Per la sua quarta fatica dietro la macchina da presa dopo Moglie e marito, Croce e delizia e Marilyn ha gli occhi neri, il regista capitolino ha scelto, prendendosi tutti i rischi del caso, di mettere mano a un tema da commedia classica all’italiana portando nelle sale l’ennesimo affresco umano idealmente orientato al passato che guarda a più riprese ai Parenti serpenti monicelliani come alle rivalità casalinghe di La famiglia di Ettore Scola, un po’ come hanno fatto prima di lui Gabriele Muccino e Francesco Lagi, rispettivamente con A casa tutti bene e Quasi Natale. Il tutto mixando toni, dinamiche e intenzioni, ma soprattutto prendendo le dedite distanze del caso, perché inutile quanto ingiusto sarebbe anche solo pensare a un confronto con pellicole e autori di quel calibro. Ecco allora che al di là del richiamo come ideale fonte d’ispirazione dalla quale attingere a piene mani non bisogna e non si deve andare. Godano dal canto suo e con la complicità in fase di scrittura di Luca Infascelli lo ha fatto ricorrendo all’immancabile reunion tra affetti che va a comporre un gruppo di famiglia in un interno destinato nella migliore delle ipotesi a ricucire gli strappi o nel peggiore ad implodere aumentando ulteriormente le distanze quel tanto da renderle una volta per tutte insanabili.
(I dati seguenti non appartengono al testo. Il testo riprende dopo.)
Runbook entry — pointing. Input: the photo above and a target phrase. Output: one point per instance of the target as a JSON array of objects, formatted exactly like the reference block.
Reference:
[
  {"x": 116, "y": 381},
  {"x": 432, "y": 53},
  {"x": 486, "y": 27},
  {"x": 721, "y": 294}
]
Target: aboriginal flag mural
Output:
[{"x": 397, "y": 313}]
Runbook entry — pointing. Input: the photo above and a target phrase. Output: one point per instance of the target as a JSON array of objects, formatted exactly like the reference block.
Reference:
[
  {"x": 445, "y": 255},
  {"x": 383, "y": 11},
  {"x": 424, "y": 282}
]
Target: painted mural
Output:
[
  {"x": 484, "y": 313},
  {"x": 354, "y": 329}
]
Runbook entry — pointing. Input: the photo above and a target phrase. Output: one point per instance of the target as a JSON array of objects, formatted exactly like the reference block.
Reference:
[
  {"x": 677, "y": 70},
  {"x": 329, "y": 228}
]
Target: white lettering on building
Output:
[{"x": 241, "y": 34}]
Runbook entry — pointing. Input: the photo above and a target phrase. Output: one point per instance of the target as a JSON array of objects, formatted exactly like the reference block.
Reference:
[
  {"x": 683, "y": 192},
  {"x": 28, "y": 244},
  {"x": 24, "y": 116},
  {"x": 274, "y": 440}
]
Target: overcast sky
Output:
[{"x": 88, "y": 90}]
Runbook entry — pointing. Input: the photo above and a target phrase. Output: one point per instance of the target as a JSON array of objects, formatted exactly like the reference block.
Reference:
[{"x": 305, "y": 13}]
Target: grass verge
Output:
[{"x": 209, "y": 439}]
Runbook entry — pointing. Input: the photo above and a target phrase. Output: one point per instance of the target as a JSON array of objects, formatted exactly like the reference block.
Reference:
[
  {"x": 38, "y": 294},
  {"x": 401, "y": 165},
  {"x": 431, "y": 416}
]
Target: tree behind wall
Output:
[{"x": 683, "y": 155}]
Alla visione di Sei fratelli l’ardua sentenza, ma una cosa è certa: mettere d’accordo tutti su come gestire un allevamento di ostriche ereditato da un padre che prima di morire lo ha trasformato in una utopistica coltivazione di perle, lasciando oltre ai “cocci” numerosi debiti e tantissimo altro da farsi perdonare, non sarà per niente facile. Questo perché come è facile immaginare gli Alicante, oltre ad essere una famiglia larghissima, è anche gelosa, risentita, a volte addirittura volubile e inconsistente tanto da rendere i singoli membri delle vere e proprie mine vaganti che insieme riflettono la società in cui viviamo. Il ché è terreno fertile e materia prima per alimentare una dramedy corale a sfondo casalingo che, come il modello d’oltreoceano o francese, cerca di fare coesistere registri agli antipodi da una parte e dall’altra la costante presenza in scena dell’ensemble chiamato a raccolta. Quest’ultimo è formato da una nutrita brigata (Riccardo Scamarcio, Adriano Giannini, Gabriel Montesi, Valentina Bellè, Claire Romain, Mati Galey) che sia individualmente che in squadra funziona e riesce a trasferire agli spettatori una vasta gamma di personalità nelle quali potersi rispecchiare. Con e attraverso di loro e le dinamiche che si vengono a creare che scaturiscono le emozioni cangianti, i sorrisi e le lacrime, che si incontrano lungo la timeline. Ed è qui che si muove prima la scrittura e poi la sua trasposizione, tanto nella messa in scena quando nella performance del cast che va a comporre la famiglia sgangherata e disfunzionale protagonista, le cui discussioni, rappacificazioni, intese e ostilità sono al centro della pellicola.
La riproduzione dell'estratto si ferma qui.